I was all about this until the ending. I loved the set up for the family curse, the slight eerieness about Mathilda and the growth of the various characters. The magic was nicely done in a way that gave a sense of firm limits while still maintaining a broad scope and a sense of uncertainty that works well in a more fairy tale-like setting. Elva, too, was a good character, and I liked her relationship with Cay and Mathilda. Even Agnes I enjoyed, with the conflict between her good nature and the pressure she caved to from her husband to abuse her friendship to Mathilda. I would have given this five stars if it weren't for the ending.

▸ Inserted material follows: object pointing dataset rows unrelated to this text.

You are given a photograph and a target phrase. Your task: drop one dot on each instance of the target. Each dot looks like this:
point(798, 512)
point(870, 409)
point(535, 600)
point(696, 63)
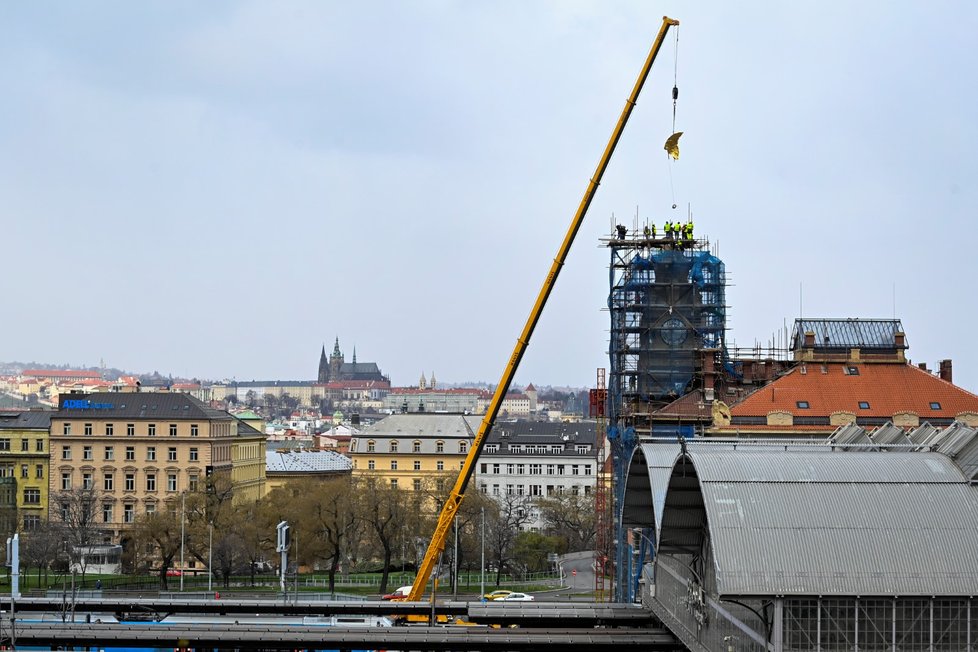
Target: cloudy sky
point(218, 189)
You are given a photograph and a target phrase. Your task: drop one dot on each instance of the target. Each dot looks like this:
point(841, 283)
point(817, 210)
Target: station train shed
point(865, 541)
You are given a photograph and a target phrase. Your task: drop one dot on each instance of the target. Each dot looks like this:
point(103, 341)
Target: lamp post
point(482, 566)
point(183, 519)
point(210, 556)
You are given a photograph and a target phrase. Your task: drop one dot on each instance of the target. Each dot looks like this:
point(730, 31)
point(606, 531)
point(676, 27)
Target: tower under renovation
point(668, 316)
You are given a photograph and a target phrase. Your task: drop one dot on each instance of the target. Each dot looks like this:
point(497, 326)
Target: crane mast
point(454, 500)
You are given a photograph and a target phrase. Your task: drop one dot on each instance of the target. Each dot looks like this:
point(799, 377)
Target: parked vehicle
point(398, 594)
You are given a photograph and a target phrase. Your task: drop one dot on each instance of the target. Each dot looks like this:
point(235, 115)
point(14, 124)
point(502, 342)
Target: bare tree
point(570, 517)
point(510, 515)
point(77, 510)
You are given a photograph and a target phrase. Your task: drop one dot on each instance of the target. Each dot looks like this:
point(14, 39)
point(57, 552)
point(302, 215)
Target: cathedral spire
point(323, 366)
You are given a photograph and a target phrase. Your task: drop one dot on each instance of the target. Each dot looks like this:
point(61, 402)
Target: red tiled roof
point(887, 388)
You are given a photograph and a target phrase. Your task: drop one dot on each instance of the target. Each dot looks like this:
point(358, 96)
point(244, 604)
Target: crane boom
point(454, 500)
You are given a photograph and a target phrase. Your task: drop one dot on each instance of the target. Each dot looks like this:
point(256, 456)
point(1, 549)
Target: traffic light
point(284, 537)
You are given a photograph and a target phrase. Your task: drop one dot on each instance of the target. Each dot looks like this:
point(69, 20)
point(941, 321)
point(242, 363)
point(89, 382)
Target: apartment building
point(24, 466)
point(137, 451)
point(408, 449)
point(526, 460)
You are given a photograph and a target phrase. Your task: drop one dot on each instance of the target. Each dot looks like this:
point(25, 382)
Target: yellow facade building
point(414, 450)
point(139, 451)
point(24, 460)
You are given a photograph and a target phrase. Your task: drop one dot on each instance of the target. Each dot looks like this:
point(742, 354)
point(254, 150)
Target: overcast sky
point(217, 189)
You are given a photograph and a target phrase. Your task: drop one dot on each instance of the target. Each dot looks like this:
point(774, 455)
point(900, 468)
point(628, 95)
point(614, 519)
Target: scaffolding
point(668, 317)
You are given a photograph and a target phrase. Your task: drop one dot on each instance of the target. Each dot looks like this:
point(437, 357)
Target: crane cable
point(675, 98)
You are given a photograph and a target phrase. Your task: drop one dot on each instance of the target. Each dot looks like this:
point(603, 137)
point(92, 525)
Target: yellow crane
point(454, 500)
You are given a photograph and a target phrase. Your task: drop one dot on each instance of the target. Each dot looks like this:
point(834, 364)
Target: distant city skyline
point(221, 188)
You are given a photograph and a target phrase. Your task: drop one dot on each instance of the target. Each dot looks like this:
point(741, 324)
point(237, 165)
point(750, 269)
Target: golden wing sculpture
point(672, 145)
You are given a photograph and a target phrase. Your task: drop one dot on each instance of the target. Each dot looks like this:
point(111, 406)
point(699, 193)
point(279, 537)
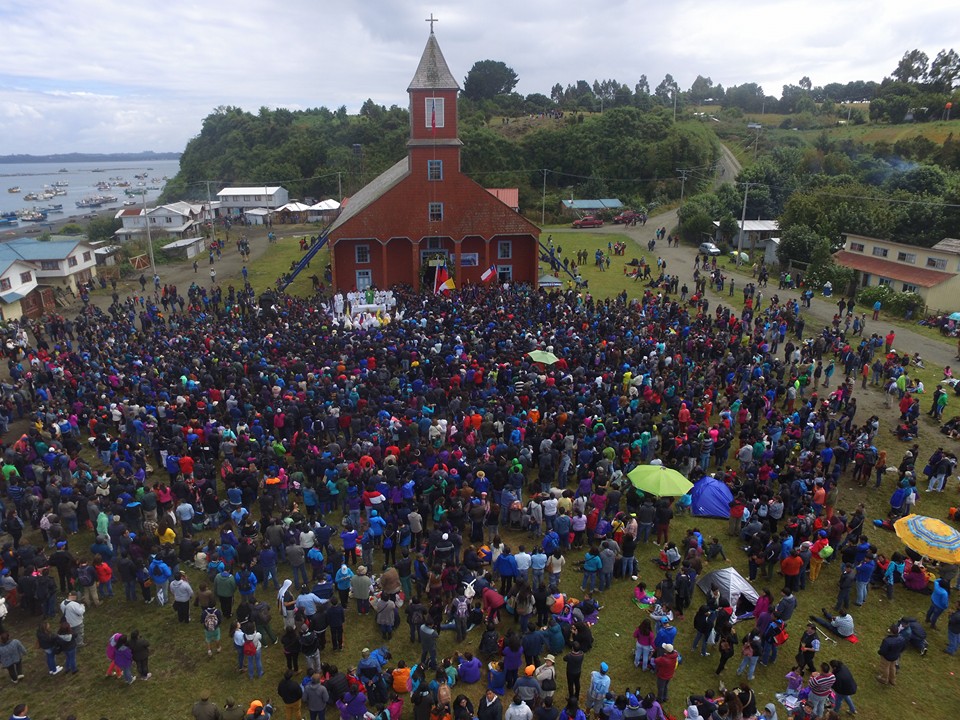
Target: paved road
point(680, 260)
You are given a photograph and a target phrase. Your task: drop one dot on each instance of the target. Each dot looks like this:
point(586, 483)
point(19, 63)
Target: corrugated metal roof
point(508, 196)
point(371, 191)
point(895, 271)
point(432, 72)
point(950, 245)
point(261, 190)
point(598, 204)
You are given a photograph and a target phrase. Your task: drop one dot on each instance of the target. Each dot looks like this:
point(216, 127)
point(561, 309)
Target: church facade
point(424, 212)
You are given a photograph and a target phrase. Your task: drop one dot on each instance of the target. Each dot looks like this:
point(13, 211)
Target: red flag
point(439, 279)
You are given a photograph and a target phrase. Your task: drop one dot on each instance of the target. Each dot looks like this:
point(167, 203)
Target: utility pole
point(683, 182)
point(543, 198)
point(146, 221)
point(213, 219)
point(743, 221)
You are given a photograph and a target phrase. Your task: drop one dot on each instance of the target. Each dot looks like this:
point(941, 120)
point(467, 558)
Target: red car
point(588, 221)
point(626, 217)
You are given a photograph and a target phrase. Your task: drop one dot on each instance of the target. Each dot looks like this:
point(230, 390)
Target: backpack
point(210, 620)
point(86, 576)
point(261, 613)
point(416, 616)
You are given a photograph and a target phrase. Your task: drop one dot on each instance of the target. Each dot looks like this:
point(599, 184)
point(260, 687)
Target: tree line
point(319, 153)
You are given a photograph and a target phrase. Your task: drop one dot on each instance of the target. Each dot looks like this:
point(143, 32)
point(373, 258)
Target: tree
point(912, 67)
point(489, 78)
point(665, 89)
point(702, 89)
point(800, 243)
point(944, 71)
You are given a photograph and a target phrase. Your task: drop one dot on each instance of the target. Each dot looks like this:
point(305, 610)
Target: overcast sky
point(124, 76)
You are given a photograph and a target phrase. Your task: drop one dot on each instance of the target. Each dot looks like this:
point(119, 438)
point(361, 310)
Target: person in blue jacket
point(939, 601)
point(160, 574)
point(506, 568)
point(246, 583)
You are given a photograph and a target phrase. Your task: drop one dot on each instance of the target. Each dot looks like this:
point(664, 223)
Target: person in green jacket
point(225, 587)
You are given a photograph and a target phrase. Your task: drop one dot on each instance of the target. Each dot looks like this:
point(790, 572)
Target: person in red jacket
point(104, 577)
point(665, 667)
point(737, 506)
point(791, 566)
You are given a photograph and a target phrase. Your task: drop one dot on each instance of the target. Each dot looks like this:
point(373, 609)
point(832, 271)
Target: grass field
point(181, 668)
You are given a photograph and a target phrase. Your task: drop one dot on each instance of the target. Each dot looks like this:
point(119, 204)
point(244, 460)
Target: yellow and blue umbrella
point(542, 356)
point(930, 537)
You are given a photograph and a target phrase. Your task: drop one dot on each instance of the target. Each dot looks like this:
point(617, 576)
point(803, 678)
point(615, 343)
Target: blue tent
point(711, 498)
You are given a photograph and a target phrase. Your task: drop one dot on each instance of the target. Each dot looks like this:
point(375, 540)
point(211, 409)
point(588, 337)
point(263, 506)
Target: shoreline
point(53, 226)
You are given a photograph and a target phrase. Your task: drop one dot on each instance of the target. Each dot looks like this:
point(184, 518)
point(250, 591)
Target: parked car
point(588, 221)
point(626, 217)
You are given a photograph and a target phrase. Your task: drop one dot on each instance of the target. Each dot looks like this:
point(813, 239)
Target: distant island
point(89, 157)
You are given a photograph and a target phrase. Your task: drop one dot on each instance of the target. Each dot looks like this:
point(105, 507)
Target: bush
point(893, 302)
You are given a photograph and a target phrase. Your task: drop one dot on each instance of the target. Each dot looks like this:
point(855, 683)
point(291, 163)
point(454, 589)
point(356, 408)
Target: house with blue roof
point(35, 272)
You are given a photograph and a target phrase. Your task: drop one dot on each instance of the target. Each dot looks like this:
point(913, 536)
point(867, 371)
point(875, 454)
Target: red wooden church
point(424, 211)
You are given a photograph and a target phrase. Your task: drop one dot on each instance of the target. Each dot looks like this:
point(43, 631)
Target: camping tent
point(734, 588)
point(711, 498)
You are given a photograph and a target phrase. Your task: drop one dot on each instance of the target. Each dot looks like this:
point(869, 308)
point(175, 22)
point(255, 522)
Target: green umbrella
point(659, 481)
point(542, 356)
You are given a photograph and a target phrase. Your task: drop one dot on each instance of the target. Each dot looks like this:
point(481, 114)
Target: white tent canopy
point(732, 586)
point(294, 207)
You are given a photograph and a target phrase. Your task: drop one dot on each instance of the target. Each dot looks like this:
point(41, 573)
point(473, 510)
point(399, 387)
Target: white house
point(17, 280)
point(235, 201)
point(37, 269)
point(180, 219)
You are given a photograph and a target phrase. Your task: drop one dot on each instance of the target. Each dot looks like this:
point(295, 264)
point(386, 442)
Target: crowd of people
point(225, 442)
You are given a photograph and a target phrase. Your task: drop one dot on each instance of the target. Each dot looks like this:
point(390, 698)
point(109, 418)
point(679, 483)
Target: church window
point(434, 112)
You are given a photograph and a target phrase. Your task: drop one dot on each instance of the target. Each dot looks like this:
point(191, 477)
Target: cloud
point(115, 75)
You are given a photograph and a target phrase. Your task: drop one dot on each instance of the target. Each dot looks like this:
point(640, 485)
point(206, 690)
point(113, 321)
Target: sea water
point(32, 177)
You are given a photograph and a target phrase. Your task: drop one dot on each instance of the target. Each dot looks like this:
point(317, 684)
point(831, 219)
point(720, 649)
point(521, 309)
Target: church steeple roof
point(432, 72)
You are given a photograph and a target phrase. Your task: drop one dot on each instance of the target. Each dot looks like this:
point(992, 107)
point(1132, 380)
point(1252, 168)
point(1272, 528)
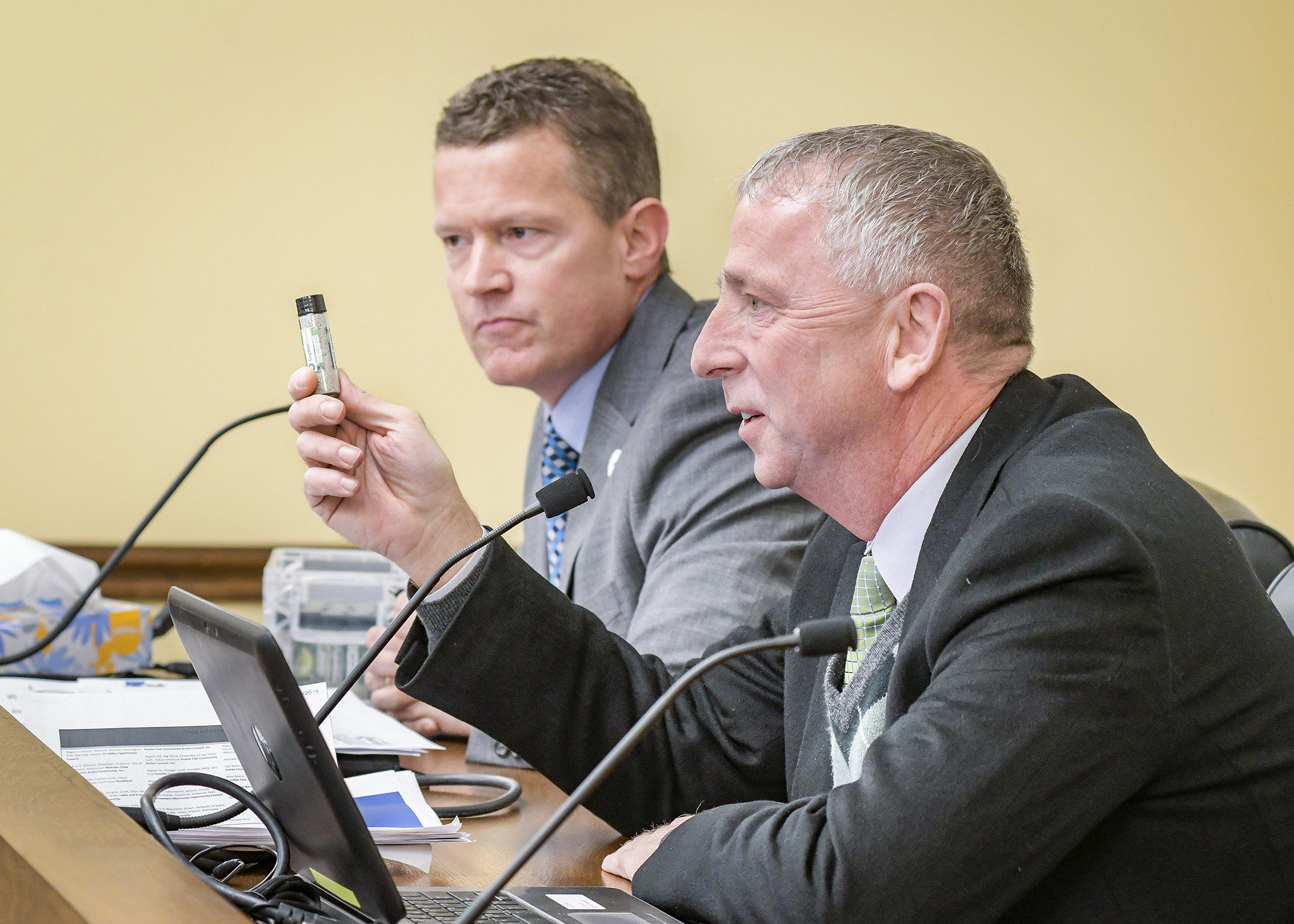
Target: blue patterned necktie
point(558, 460)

SpoilerI dislike stories where it feels like nothing matters, or like the protagonist dies needlessly at the end of the book. Elva's death isn't MEANINGLESS in that it drives Mathilda's growth, but it feels pretty meaningless when Mathilda was already recognizing that she played a part in pushing others away before she learned of Elva's situation, and when you don't get to see the fruits of her growth except implied via the family tree at the back of the book. The self-fulfilling prophecy where Elva kills herself causing the storm she began experimenting with magic to prevent all left me with the sense that everything would have been better off if she had never dabbled in magic at all, and that the only real moral was that her mother shouldn't have broken her promise... which is a little hard to accept as the moral of the story when Elva dies shortly after breaking her own promise in a way that even Mathilda treats as comparable before later acknowledging was justified.